Fair enough - wasn't meaning to imply that because I find it relatively alright that it's like that for everyone, just felt it came across a bit harsh so wanted to balance it. Guess the relative thing is where your route is taking you. For me, I'm using the tube every morning from out in East London into Holborn and use the tube regularly at the weekend - just generally but also have a football season ticket/go to away games so I'm either going across London or to busy NR stations and broadly it's fine for me. Girlfriend lives in North and again find commuting about from there on two different lines pretty stress-free.
I might be a bit soft about it to be honest. I get frustrated when stuff goes wrong on the tube and I hate being crammed into the tube, but by the same token I'll tolerate that for being able to get where I need to go relatively quickly. Sometimes I'll have to wait for 4-5 trains before I can get on in the morning, but they're arriving once a minute.

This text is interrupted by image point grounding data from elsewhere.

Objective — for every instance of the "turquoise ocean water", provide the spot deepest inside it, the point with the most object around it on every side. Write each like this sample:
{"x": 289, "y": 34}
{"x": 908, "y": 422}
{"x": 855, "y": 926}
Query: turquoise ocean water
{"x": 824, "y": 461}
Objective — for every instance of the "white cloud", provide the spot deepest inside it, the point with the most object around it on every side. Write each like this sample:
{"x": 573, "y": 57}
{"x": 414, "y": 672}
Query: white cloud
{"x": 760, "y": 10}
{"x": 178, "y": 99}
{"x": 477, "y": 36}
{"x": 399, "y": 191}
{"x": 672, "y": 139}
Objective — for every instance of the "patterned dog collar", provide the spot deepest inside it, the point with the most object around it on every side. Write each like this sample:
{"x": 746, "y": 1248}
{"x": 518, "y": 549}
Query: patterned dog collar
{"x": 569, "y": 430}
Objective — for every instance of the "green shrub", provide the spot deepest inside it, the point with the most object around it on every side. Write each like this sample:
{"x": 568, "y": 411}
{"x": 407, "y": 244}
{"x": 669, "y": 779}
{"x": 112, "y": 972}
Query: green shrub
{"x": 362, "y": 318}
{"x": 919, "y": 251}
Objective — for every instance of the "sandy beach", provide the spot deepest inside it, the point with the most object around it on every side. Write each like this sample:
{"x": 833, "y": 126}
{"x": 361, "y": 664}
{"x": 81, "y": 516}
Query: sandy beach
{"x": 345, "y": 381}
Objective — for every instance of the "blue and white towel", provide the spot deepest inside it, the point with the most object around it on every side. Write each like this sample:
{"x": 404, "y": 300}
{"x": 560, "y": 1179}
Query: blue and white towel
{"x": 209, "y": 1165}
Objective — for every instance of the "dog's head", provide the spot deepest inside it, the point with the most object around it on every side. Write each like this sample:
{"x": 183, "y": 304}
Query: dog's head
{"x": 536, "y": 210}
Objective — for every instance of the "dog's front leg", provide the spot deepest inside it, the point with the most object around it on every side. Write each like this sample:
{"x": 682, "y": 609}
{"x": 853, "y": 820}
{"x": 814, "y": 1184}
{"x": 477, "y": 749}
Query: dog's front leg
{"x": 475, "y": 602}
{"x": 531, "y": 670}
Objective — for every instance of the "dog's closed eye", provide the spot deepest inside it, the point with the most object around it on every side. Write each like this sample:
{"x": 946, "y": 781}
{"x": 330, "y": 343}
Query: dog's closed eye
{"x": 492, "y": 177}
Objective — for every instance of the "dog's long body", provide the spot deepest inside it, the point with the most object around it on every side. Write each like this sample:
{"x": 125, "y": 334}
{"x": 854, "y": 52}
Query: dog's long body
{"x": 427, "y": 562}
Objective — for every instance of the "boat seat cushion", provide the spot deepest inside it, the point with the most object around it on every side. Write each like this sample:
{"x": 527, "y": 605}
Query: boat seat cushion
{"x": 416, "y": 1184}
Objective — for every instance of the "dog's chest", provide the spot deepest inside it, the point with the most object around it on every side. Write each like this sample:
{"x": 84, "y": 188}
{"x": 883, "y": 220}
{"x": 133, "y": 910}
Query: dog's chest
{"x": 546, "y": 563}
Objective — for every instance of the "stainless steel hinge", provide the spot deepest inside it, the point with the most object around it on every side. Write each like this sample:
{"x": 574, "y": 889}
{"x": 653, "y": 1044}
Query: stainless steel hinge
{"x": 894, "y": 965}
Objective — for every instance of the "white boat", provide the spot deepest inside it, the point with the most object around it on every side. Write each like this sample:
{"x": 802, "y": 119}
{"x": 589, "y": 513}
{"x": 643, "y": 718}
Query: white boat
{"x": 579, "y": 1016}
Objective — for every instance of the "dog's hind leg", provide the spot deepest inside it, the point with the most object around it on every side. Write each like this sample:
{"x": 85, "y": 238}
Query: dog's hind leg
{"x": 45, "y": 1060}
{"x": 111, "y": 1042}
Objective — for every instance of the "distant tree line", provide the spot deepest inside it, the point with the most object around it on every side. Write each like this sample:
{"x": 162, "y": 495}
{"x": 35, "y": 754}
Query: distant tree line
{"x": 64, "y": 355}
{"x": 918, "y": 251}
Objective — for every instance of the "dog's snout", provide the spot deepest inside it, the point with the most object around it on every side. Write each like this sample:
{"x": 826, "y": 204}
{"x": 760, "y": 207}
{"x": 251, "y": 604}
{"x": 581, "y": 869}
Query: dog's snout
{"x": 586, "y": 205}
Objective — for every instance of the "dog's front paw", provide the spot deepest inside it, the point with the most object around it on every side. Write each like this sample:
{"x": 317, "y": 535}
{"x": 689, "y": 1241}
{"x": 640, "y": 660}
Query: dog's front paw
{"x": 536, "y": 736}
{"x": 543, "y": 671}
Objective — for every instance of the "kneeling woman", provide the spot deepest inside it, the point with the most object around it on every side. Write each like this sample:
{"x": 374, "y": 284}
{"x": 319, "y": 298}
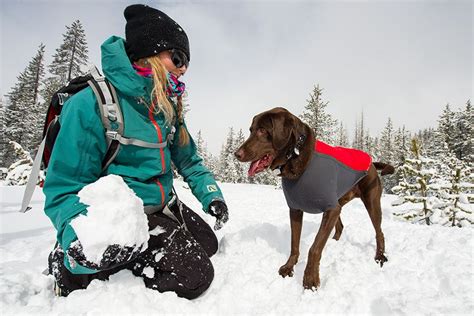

I also have a fair bit of sympathy on the improvements thing because it's such a huge network and it's bloody old. It kinda turns into a circular argument - things like over-crowding and signal failures etc. happen because the tube needs to be modernised, but you can't modernise it without periodically shutting parts of it down. I used to live on the northern line when that was closed and it was SHIT. So maybe now I've been lucky enough to not have any major closures near me I'm being too generous.
Still disagree partly on the strikes thing though. Agree they are really disruptive, which is the point, but it doesn't feel like they happen regularly to me. I know they increased in frequency under Boris but the commute on Monday (normally 40 mins, took 3 hours...) made me try and remember the last time it had happened and I could barely remember. Declared bias of being very pro-union in principle, though.
Completely agree about Southern though - absolute shambles. Some awful stories about people not even being able to get jobs if they rely on Southern for their commute as employers can't trust them to get in regularly/on time.